Existing medications can prevent SARS-CoV-2 from hijacking cells

An international team of researchers has analyzed how SARS-CoV-2, the virus that causes COVID-19, hijacks proteins in their target cells. The research, published in the magazine. Cell, shows how the virus changes cell activity to promote its own replication and infect nearby cells. The scientists also identified seven clinically approved drugs that could alter these mechanisms, and recommend that these drugs be tested immediately in clinical trials.

The collaboration included researchers from the EMBL European Bioinformatics Institute (EMBL-EBI), the Coronavirus Research Group at the Institute for Quantitative Biological Sciences at the University of California, San Francisco School of Pharmacy (UCSF), the Howard Medical Institute Hughes, the Pasteur Institute and CIBSS Cluster Excellence at the University of Freiburg.

Viruses cannot replicate and spread on their own: they need an organism, their host, to transport, replicate, and transmit them to other hosts. To facilitate this process, viruses need to take control of the machinery of their host cell and manipulate it to produce new viral particles. Sometimes this sequestration interferes with the activity of the host’s enzymes and other proteins.

Once a protein is produced, enzymes can change their activity by making chemical modifications to its structure. For example, phosphorylation (the addition of a phosphoryl group to a protein by a type of enzyme called kinase) plays a critical role in regulating many cellular processes, including cell-to-cell communication, cell growth, and cell death. . By altering phosphorylation patterns in host proteins, a virus can potentially promote its own transmission to other cells, and eventually to other hosts.

The scientists used mass spectrometry, a tool to analyze the properties of a sample by measuring the mass of its molecules and molecular fragments, to evaluate all the host and viral proteins that showed changes in phosphorylation after SARS-CoV infection. two. They found that 12% of the host proteins that interact with the virus were modified. The researchers also identified the kinases that are most likely to regulate these modifications. Kinases are potential targets of drugs to stop virus activity and treat COVID-19.

The extraordinary behavior of infected cells.

“The virus prevents human cells from dividing, keeping them at a particular point in the cell cycle. This provides the virus with a relatively stable and suitable environment for further replication,” explains Pedro Beltrao, group leader at EMBL-EBI.

SARS-CoV-2 not only affects cell division, but also cell shape. One of the key findings of the study is that infected cells exhibit long, branched, arm-shaped or filopodia extensions. These structures can help the virus reach nearby cells in the body and advance infection, but further study is warranted.

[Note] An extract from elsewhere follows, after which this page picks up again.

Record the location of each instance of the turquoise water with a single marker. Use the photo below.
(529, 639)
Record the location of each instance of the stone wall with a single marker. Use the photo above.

“The clear visualization of the extensive branching of filopodia once again clarifies how understanding the biology of virus-host interaction can shed light on potential intervention points in disease,” says Nevan Krogan, director of the Institute for Quantitative Biosciences at UCSF and Principal Investigator at Gladstone Institutes.

Old drugs, new treatments

“The kinases possess certain structural characteristics that make them good pharmacological targets. Drugs have already been developed to attack some of the kinases that we identified, so we urge clinical researchers to test the antiviral effects of these drugs in their trials.” Beltrao says.

In some patients, COVID-19 causes an overreaction of the immune system, leading to inflammation. An ideal treatment would alleviate these exaggerated inflammatory symptoms while stopping virus replication. Existing drugs targeting kinase activity may be the solution to both problems.

The researchers identified dozens of drugs approved by the Food and Drug Administration (FDA) or ongoing clinical trials that target the kinases of interest. Seven of these compounds, primarily compounds against cancer and inflammatory diseases, demonstrated potent antiviral activity in laboratory experiments.

“Our data-driven approach to drug discovery has identified a new set of drugs that have great potential to combat COVID-19, either on their own or in combination with other drugs, and we are excited to see if they will help end this pandemic, “says Krogan.

“We hope to build on this work by testing many other kinase inhibitors while identifying the underlying pathways and potential additional therapies that can intervene in COVID-19 effectively,” says Kevan Shokat, professor in the UCSF Department of Cellular and Molecular Pharmacology.